Returning home from the book tour, Lieu — who is a co-host of the Model Minority Moms podcast, the writer behind two theatrical solo shows (140 LBS: How Beauty Killed My Mother and OVER 140 LBS: The Sequel), and a guest host on the Seattle kids’ TV show Look, Listen + Learn — threw herself into attending virtual book clubs (nearly 40 total) in an attempt to grow a grassroots network against a publishing industry that tends to favor established authors or celebrities for extensive marketing campaigns.

“The ongoing question I had was, ‘What is enough?’” Lieu admits. “I was constantly asking, ‘Am I going to be on a bestseller list, are people going to show up on the tour?’ It all goes back to the refugee hustle and manifesting your destiny.”

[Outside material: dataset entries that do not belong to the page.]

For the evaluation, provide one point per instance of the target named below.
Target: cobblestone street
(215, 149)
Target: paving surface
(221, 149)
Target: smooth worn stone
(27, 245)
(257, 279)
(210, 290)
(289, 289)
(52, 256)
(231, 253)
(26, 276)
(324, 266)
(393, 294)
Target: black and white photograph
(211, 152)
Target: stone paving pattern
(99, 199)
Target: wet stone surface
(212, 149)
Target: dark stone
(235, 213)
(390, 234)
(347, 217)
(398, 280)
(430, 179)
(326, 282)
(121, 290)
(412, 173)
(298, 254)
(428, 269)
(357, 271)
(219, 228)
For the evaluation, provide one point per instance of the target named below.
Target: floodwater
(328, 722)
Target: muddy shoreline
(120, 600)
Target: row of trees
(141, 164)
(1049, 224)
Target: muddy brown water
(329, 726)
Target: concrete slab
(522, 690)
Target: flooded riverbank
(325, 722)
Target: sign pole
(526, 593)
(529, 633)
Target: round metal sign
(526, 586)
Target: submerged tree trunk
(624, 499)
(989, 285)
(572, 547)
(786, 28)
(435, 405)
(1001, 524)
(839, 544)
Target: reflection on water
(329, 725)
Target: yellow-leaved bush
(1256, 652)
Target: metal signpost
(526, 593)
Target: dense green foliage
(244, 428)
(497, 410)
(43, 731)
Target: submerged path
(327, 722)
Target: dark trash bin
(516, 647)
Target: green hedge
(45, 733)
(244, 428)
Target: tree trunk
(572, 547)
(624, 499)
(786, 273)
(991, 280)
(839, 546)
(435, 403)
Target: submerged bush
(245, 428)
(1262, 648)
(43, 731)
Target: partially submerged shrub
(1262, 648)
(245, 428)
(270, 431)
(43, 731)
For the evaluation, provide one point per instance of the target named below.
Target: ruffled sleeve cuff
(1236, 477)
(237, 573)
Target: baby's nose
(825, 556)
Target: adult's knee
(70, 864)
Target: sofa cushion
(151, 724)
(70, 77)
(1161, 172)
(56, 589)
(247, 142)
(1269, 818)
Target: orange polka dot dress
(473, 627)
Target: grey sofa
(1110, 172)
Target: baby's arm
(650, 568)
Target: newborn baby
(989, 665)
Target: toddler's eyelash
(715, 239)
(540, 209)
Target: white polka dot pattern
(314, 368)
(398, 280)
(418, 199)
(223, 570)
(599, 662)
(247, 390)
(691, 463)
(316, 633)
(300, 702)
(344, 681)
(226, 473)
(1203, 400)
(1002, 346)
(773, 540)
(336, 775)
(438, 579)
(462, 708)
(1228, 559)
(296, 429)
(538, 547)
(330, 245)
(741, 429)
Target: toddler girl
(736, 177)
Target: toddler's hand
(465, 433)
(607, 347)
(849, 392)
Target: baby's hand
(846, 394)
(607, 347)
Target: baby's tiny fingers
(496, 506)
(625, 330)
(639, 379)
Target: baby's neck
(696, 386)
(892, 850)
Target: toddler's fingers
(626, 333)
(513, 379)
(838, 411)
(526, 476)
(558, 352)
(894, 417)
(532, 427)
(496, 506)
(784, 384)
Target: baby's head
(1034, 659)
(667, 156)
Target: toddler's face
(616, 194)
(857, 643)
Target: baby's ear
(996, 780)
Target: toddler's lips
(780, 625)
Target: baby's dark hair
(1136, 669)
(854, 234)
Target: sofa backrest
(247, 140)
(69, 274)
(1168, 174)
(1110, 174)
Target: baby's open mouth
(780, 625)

“The essence of all my suffering is believing that my worthiness is going to come through achievement,” Lieu says. “But what if I can flip that narrative? Can I be so bold today to rewrite these rules for myself?”

It’s a theme in The Manicurist’s Daughter, in which Lieu, the youngest of four siblings, spends years striving for answers surrounding her mother’s death (her family refused to ever talk about it), often using accomplishment (she has degrees from both Harvard and Yale) as a means to prove her worth. “The essence of all my suffering is believing that my worthiness is going  to come through achievement,” Lieu says. “But what if I can flip that narrative? Can I be so bold today to rewrite these rules for myself?”

In the months since returning home, Lieu has refocused, asking herself what she would do if she only had a few years, weeks, or months left to live — a reframing that has encouraged her to reach for things she’s been scared to pursue (or re-pursue) in the past, such as stand-up comedy, which she plans to reengage with this year.

In 2024, Lieu raised more than $50,000 to provide 1,640 copies of her book to immigrants and children of immigrants around the country. “I wrote this book for 11-year-old Susan,” she says. “She needed this book badly throughout adolescence.” Through her engaging prose — sometimes funny, sometimes haunting, sometimes enough to make the reader cry — Lieu provides a touchstone for anyone trying to find themselves, using family, motherhood, career, and the pursuit of a passion as a guide to healing trauma and learning the gracious act of self-love.